熱波、山火事、竜巻、雪不足…北米大陸の異変はスポーツ界に影響するか

[ 2017年7月1日 10:00 ]

ミストマシーンの下に立つ男性
Photo By AP

 【高柳昌弥のスポーツ・イン・USA】アリゾナ州フェニックスの最高気温が、6月下旬で50度に達した。散歩する犬はやけどを防ぐために“足袋”を履き、市内の歩道にはミストシャワーが設置された。

 ここ数年、常態化している山火事の被害は深刻だ。現在、アリゾナ、ユタ、カリフォルニアなど7州で大規模な山火事が発生しており、多くの住民が避難を余儀なくさせられている。昨年はロサンゼルスのドジャー・スタジアムのスタンドからも遠方にある山々の煙が確認されており、市街地でも安心していられない日々が続いた。

 今年の4月以降、カンザス、ミズーリ、テキサス各州では竜巻が多発。屋根が吹き飛んだ家、壊れた車、途方に暮れる人々の写真というのは、なかなか日本では紹介されないが、自然の猛威は確実に人間の生活を脅かしている。

 カリフォルニア州の水源は地下水ではなくシエラネバダ山脈からの雪解け水。今年1月の積雪量は5年ぶりに回復したが、それまではエルニーニョ現象の影響で最低水準に落ち込んでいた。

 昨年末、米東海岸は猛吹雪に襲われ、NBAやNHLの試合が延期となった。米中西部や南部での竜巻は高校や大学の体育館やスタジアムも破壊。練習場の確保に奔走する指導者も多数いた。

 夏場の山火事は確実にアウトドア・スポーツに影響を与えるため、今後は多くの選手が活動の場を別の地域に求めることになるだろう。ロサンゼルスは2024年の夏季五輪招致をフランスのパリと争っているが、もし当選となった場合には「火」と「水」をコントロールする必要性に迫られる。(東京も同じだろう…)。

 異常気象もずっと続けば、それが当たり前の風景。五輪招致に動く都市は経済的負担が大きすぎるために急減に減少しているが、地球規模で起こっている恒常化した?異常気象は夏季も冬季も財源以上にやっかいな問題になってきた。

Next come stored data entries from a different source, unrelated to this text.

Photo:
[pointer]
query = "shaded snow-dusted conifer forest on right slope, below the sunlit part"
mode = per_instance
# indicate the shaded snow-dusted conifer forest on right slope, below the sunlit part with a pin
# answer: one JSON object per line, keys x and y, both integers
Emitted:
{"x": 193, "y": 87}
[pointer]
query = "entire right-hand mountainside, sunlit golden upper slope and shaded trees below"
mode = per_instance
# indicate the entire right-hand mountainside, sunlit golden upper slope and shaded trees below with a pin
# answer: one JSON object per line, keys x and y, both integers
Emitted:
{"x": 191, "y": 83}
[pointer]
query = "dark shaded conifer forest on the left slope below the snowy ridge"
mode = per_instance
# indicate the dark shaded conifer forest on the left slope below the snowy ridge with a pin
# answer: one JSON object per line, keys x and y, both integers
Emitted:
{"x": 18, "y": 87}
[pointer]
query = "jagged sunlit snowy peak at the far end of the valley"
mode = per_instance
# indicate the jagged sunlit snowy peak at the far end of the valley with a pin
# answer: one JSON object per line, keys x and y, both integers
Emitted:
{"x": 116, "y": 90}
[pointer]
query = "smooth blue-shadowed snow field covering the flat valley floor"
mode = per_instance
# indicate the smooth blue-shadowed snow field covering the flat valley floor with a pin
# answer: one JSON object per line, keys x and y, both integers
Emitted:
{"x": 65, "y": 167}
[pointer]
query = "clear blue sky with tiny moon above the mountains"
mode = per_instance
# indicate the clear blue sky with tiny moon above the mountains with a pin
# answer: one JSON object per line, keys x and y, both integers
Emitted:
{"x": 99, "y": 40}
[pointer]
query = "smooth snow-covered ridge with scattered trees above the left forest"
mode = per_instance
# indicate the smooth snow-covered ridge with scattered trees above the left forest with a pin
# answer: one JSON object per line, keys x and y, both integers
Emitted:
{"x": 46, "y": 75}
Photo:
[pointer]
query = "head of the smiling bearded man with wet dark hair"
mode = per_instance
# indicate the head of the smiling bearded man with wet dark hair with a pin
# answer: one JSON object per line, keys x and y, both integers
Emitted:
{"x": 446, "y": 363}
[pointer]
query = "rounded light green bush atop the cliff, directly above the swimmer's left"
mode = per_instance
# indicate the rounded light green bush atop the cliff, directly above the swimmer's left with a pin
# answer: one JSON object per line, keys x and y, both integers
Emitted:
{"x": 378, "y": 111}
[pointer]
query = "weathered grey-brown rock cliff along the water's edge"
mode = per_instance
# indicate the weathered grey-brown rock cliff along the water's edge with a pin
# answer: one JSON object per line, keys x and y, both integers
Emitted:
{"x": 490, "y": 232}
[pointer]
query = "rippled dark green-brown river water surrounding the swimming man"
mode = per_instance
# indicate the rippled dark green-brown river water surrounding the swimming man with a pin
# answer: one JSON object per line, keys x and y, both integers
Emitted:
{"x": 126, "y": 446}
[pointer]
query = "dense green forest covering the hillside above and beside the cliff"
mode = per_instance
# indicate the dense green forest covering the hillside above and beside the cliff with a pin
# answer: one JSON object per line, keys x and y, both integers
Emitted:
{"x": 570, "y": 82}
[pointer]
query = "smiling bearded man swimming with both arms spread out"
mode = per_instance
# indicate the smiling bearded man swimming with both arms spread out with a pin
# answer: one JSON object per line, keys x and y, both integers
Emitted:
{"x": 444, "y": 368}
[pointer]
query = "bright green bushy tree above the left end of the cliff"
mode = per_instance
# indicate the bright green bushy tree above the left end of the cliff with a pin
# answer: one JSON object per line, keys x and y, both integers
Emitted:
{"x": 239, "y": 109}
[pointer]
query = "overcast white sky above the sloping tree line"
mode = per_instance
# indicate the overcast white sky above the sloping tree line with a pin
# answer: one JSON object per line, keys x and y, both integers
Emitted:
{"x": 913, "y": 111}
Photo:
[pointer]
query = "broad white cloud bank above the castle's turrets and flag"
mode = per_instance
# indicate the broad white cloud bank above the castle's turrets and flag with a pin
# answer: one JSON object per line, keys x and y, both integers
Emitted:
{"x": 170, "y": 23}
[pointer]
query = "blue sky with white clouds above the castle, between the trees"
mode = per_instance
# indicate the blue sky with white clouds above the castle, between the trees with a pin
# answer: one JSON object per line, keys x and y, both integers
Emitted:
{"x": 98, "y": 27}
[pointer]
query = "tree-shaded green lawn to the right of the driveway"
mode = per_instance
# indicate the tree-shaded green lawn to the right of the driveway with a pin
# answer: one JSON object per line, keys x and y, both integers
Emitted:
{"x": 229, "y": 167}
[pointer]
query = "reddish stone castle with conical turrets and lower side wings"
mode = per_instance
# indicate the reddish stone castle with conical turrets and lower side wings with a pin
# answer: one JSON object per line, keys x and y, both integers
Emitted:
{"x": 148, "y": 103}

 さて米国にとって最大の障害は、一国のリーダーがスポーツ界にも影響を与える「地球温暖化」に対してポジティブな態度を示していないことだろう。確かに米国は現在、世界をリードするスポーツ大国ではあるが、試合や大会が行えない環境に陥ったとき、失うものはとてつもなく大きい。“未来からの使者”がもしいるならば、彼らは「政治的な優先事項を今すぐに変えなさい」と、口をすっぱくして言うかもしれない。

 フェニックスの7月1日から1週間の予想最高気温は43度→42度→42度→42度→43度→43度→45度。テレビのアナウンサーは「少し落ち着くでしょう」と語っていたが、いやいや、スポーツ選手にとっては招からざる熱波。大統領、未来のためになんとかしましょうよ! (専門委員)

 ◆高柳 昌弥(たかやなぎ・まさや)1958年、佐賀県嬉野町生まれ。上智大卒。ゴルフ、プロ野球、五輪、NFL、NBAなどを担当。スーパーボウルや、マイケル・ジョーダン全盛時のNBAファイナルなどを取材。50歳以上のシニア・バスケの全国大会に6年連続で出場。